経済協力開発機構(OECD)による、15歳約60万人の生徒を対象に行った学習到達度調査(PISA)の結果発表に、世間が騒いでいる。

日本は「読解力」が15位となり、前回15年調査の8位から後退した。
「数学的応用力」は6位(前回5位)、「科学的応用力」は5位(同2位)になったが、世界トップレベルは維持した。

「PISAショック」と呼ばれた、2003年の結果により、文部科学省が「脱ゆとり教育」の路線を本格化させ、一時、持ち直した感が見られたが、これでまたしばらくは騒がしくなるかもである。

文科省によると、日本の生徒は、書いてある内容を理解する力は安定して高かったが、文章の中から必要な情報を探し出す問題が苦手だった。情報が正しいかを評価したり、根拠を示して自分の考えを説明する問題も低迷した。
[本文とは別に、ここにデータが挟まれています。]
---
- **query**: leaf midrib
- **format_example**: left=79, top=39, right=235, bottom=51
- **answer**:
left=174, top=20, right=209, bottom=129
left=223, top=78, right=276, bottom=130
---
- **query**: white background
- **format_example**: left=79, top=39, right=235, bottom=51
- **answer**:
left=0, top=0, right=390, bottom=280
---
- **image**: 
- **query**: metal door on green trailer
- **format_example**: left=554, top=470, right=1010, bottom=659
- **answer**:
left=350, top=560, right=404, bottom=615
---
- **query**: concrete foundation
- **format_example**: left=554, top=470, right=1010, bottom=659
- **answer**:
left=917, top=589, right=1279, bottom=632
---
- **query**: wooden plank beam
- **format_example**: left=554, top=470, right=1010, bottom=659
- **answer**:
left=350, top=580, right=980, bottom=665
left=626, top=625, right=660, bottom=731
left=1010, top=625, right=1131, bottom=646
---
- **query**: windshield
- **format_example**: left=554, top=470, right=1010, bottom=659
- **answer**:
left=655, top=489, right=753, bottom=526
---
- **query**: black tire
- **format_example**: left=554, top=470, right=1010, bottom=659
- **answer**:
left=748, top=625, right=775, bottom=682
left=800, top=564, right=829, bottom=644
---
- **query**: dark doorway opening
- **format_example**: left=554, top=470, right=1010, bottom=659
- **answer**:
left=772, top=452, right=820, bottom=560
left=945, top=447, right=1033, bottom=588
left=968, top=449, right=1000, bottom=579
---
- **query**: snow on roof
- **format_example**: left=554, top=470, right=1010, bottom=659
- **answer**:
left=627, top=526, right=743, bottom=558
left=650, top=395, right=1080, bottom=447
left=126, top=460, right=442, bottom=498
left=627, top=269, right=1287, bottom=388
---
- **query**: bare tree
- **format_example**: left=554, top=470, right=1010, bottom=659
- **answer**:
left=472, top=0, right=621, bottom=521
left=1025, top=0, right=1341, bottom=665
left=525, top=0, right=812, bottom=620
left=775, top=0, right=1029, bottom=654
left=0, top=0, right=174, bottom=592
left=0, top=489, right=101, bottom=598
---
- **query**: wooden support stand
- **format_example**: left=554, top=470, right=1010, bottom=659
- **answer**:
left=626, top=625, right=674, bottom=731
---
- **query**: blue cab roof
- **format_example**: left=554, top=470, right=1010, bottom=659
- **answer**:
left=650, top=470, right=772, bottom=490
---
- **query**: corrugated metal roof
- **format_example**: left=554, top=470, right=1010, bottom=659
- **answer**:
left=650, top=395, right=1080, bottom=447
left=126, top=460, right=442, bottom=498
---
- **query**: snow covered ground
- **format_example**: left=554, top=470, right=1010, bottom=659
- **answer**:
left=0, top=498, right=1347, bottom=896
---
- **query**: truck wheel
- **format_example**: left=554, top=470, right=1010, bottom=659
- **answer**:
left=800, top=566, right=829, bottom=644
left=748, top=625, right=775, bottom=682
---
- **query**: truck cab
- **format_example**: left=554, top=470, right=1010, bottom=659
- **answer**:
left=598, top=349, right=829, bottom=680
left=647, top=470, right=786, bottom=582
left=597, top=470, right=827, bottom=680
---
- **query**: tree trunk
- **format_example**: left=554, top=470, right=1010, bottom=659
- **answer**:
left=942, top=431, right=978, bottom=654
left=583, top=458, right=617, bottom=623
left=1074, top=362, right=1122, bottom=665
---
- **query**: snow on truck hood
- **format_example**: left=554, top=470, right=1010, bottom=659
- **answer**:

とのことである。

「文章の中から必要な情報を探し出す問題」「根拠を示して自分の考えを説明する問題」、まさしく、長崎日大が進めている「言語技術教育」の中心部分である。

吾輩は、従来の国語教育を否定しない。

吾輩が最も恐れるのは、新しい時代に対応しようとして、慌てて打つ手の「上滑り」である。

何事においても大切なことは「落ち着いてしっかり言葉で学ぶこと」である。

ITも大事、英語も大事である。

しかし、教科書をしっかり読める子どもたち、自分の言葉でしっかり話せる子どもたちを如何に育てるかを考え、実践していくことも非常に大切なことではないかなと思うのである。

子らよ子ら 書を読め 解せ
文(ふみ)を書け
人の目を見て 言葉語れよ   
             阿久悠

本日はここまで。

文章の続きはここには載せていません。